Using Technology for Quartiles
- Different technologies may use different procedures for finding quartiles.
- Example using TI-84 Plus calculator.
Detecting Outliers
- Outlier: A value much larger or smaller than the other values in a data set.
- Outliers can result from errors or reflect extreme values in the population.
IQR Method
- Find Q1 and Q3.
- Compute IQR = Q3 - Q1.
- Compute outlier boundaries:
- Lower boundary: Q_1 - 1.5 \times IQR.
- Upper boundary: Q_3 + 1.5 \times IQR.
- Any data value below the lower boundary or above the upper boundary is an outlier.
Example
- Absent students data: Q1 = 45, Q3 = 59.
- IQR = 59 - 45 = 14.
- Lower boundary: 45 - 1.5 \times 14 = 24.
- Upper boundary: 59 + 1.5 \times 14 = 80.
- The value 100 is greater than the upper boundary and is an outlier.
Interpreting Quartiles
- The median divides the dataset into two parts.
- Quartiles divide a dataset into four parts.
- Q_1: separates the lowest 25% from the highest 75%.
- Q_2: (median) separates the lowest 50% from the highest 50%.
- Q_3: separates the lowest 75% from the highest 25%.
Examples
- Kayla's high B grade is more likely to be on the third quartile.
- Zorida (Q1), Phoebe (Q3), and Joanne (median); Zorida had the shortest average sleep duration.
Percentiles
- Percentiles divide a dataset into hundredths.

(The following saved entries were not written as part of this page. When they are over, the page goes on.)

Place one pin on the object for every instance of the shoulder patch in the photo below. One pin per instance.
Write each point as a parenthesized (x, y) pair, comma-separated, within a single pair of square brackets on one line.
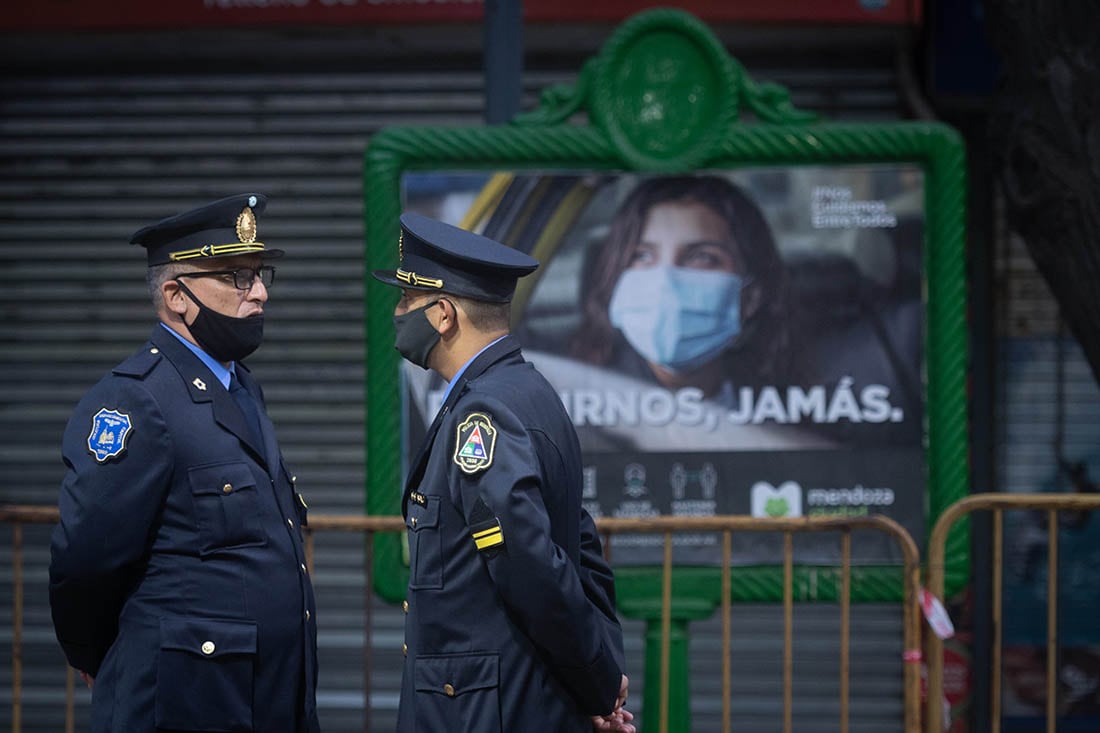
[(473, 446), (109, 431)]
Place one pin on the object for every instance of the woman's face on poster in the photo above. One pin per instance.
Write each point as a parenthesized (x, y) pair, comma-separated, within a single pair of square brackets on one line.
[(685, 234)]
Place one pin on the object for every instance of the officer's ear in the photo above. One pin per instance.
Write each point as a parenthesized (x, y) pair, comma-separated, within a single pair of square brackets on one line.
[(448, 317), (174, 298)]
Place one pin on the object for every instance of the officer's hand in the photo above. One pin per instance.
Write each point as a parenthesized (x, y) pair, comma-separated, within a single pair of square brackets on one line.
[(617, 722), (624, 690)]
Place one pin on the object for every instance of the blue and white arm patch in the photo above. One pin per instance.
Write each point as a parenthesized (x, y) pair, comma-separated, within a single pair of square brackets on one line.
[(109, 431)]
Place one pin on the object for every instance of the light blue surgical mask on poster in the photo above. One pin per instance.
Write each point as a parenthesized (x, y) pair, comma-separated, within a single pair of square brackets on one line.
[(677, 317)]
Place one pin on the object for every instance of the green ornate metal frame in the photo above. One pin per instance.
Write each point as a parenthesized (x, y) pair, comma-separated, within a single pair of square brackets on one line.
[(663, 96)]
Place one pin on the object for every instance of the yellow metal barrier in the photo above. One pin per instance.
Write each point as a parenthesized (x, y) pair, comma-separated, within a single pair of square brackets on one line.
[(789, 526), (607, 527), (1000, 503)]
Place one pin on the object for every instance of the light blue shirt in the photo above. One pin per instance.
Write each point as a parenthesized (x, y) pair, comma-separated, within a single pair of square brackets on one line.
[(211, 363), (459, 373)]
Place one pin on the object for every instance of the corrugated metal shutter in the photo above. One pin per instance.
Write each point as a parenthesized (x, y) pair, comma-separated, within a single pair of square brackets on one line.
[(87, 156)]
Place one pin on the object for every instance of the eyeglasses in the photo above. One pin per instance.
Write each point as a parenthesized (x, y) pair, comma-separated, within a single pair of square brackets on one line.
[(243, 279)]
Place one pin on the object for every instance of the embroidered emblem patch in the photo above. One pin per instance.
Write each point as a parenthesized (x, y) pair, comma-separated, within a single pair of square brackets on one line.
[(473, 448), (109, 431)]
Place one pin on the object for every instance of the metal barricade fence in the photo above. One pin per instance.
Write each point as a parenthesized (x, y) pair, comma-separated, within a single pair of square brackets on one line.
[(1000, 503), (608, 527)]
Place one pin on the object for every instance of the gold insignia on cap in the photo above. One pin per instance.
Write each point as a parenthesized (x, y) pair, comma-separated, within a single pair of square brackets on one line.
[(246, 226)]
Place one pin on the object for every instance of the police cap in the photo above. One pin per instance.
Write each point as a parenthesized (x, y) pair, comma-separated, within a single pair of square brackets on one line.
[(222, 229), (438, 256)]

- The p^{th} percentile separates the lowest p% of the data from the highest 100-p%.
- Example: The 1st percentile separates the lowest 1% from the highest 99%.
Calculating Percentiles
- Arrange data in increasing order.
- Let n = the number of values in the dataset.
- For the p^{th} percentile, calculate L = \frac{p}{100} \times n.
- If L is a whole number, the percentile is the average of the numbers in positions L and L+1.
- If L is not a whole number, round it up to the next higher whole number, and the percentile is the number in this position.
Example
- Rainfall data in Los Angeles (45 values, already sorted); find the 60th percentile.
- L = \frac{60}{100} \times 45 = 27.
- 60th percentile = \frac{3.58 + 3.71}{2} = 3.645.
Finding Percentile for a Given Value
- Arrange data in increasing order.
- Let x be the value whose percentile is to be computed.
- Percentile = 100 \times \frac{\text{number of values less than } x + 0.5}{\text{number of data values}}.
- Round the result to the nearest whole number.
Example
- In 1989, rainfall was 1.9 inches; what percentile does this correspond to?
- 17 values are less than 1.9.
- Percentile = 100 \times \frac{17 + 0.5}{45} = 38.9 \approx 39. The value 1.9 corresponds to the 39th percentile.